Research & Innovation

MaCuDE: Collaborating on the Curriculum of Tomorrow

Stevens leads over 100 business schools from around the world in creating a management curriculum for the digital era.

Are business students prepared to navigate the sweeping changes brought on by digital transformation? This is the question driving business schools to modernize their curricula, responding to disruptions caused by technologies such as machine learning, artificial intelligence, robotics, the Internet of Things, virtual and augmented reality, and blockchain.

These technologies are radically transforming areas of cognitive and physical work, demanding a new skill set of skills for business professionals. 

“The business education as we know it is in major transition,” said Gregory Prastacos, dean of the School of Business at Stevens Institute of Technology. “The fundamental language of business — accounting, strategy, marketing, finance — is still very important to how work gets done, but technology is now at the core. This is why MaCuDE is timely and important."

The concept of MaCuDE: Management Curriculum for the Digital Era, originated within AACSB’s Digital Transformation Affinity Group (DTAG), which Prastacos co-chairs. “I remember when I presented my proposal for undertaking a project to revise the management curriculum for the digital era, and asked if anybody would be interested to join, almost everybody in the packed room raised their hand” he says.

The MaCuDE initiative has attracted significant interest from academia and industry. Faculty from over 100 business schools around the world, grouped in nine task forces, which segment MaCuDE’s research into topics ranging from traditional disciplines, like accounting and finance to modern digital themes, including data analytics and the future of work. The initiative is funded by PwC and sponsored by AACSB International.

MaCuDE recently published a comprehensive report assessing the current state of digital themes in business school curricula and the innovations that business schools have been undertaking to address the challenges and opportunities of the digital age. As a synthesis of the task forces’ work in Phase 1, MaCuDE reported important findings on what the digital era demands and what business schools have yet to deliver.

Key Findings

The first important finding is that business schools around the world have been investing significantly in upgrading their curricula. However, the degree of emphasis on the digital issues varies per discipline. For example, the areas of marketing, finance and operations seem to lead in terms of innovations developed, whereas other areas, such as organizational behavior or strategy seem to lag. The innovations include new coursework, new certificate or degree programs, and plenty of executive education offerings.

There are five overriding themes around which business schools have been investing in transforming their curricula. These themes are: a) data analytics and machine learning, b) programming, c) algorithms and AI, d) emerging digital technologies, and e) managing digital organizations. Most schools have by now incorporated an analytics course in their core MBA program, and many schools include Python or R either as part of the curriculum, or as a lab, or as a prerequisite to the courses. Courses or programs around algorithms and AI, or emerging technologies (such as blockchain) are still not common.

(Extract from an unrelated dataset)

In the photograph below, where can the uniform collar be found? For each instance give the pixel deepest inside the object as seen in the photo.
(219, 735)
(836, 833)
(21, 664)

Meta skills are equally if not more important in the digital age than before, but not much has been developed in terms of content or experiential activities addressing specifically the needs of the digital era. The key meta skills identified in the report include effective communication, leadership, critical thinking and innovation, agile mindset, empathy and intercultural skills, ethical behavior, appreciation for privacy and cybersecurity. “Competition is no longer confined to strict industry boundaries. A new style of leadership is emerging where digital savviness is essential. New ethical issues arise, and decision-makers face unprecedented dilemmas.”

A critical new topic is how to manage digital organizations. Artificial intelligence and big data have become foundational for corporations and start-ups alike, across all industries. Digital organizations face a number of challenges, including gig economy and labor issue, remote work environment, new competitive dynamics in the market, and more. In addition, digital organizations must prioritize ethics, privacy and cybersecurity. According to MaCuDE’s report, these cross-cutting concerns, including those of cybersecurity, privacy and ethics are “scarcely represented in most university curricula.”

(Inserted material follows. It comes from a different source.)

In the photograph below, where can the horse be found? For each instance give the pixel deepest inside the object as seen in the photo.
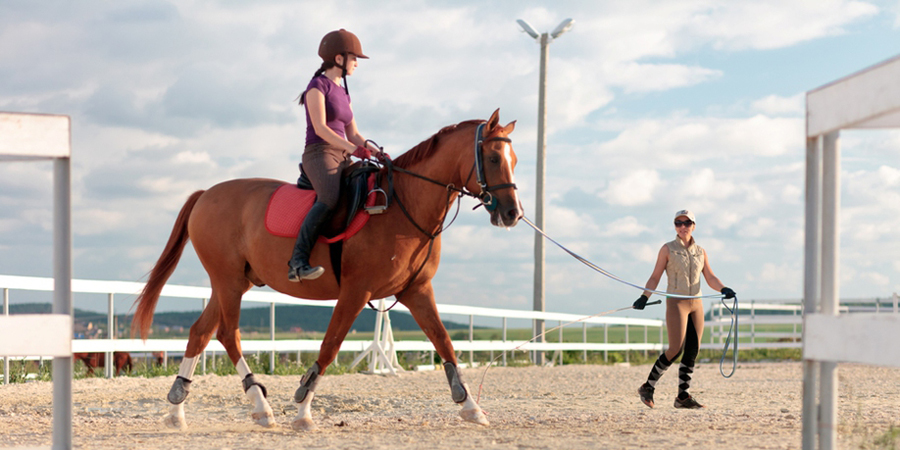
(396, 254)
(121, 360)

The report also outlines a number of “development pathways”, including the need for new content (e.g., case studies) that reflect the digital environment, the need to manage the digital savviness gap between a school’s faculty, the need to integrate modern technologies into coursework and discuss the digital themes of ethics and cybersecurity, and more.

Next Steps Toward a New Era 

This is an ongoing initiative, expected to conclude in mid-2023. Now that Phase 1 is complete, MaCuDE is focusing on providing formal suggestions for the future of management education.

The mission of Phase 2 is to “identify knowledge and skill requirements as expressed by management role.” To address this issue, task forces have surveyed industry leaders and are in the process of determining what are the new skills needed for the digital era, and how curricula could be developed to address these market needs. In the final phase, MaCuDE will combine insights from the first two phases to deliver “recommendations for curricular evolution.”

Throughout each phase, the School of Business at Stevens is providing direction to ensure fruitful research and effective collaboration, spanning the borders of nations, industries and academic disciplines.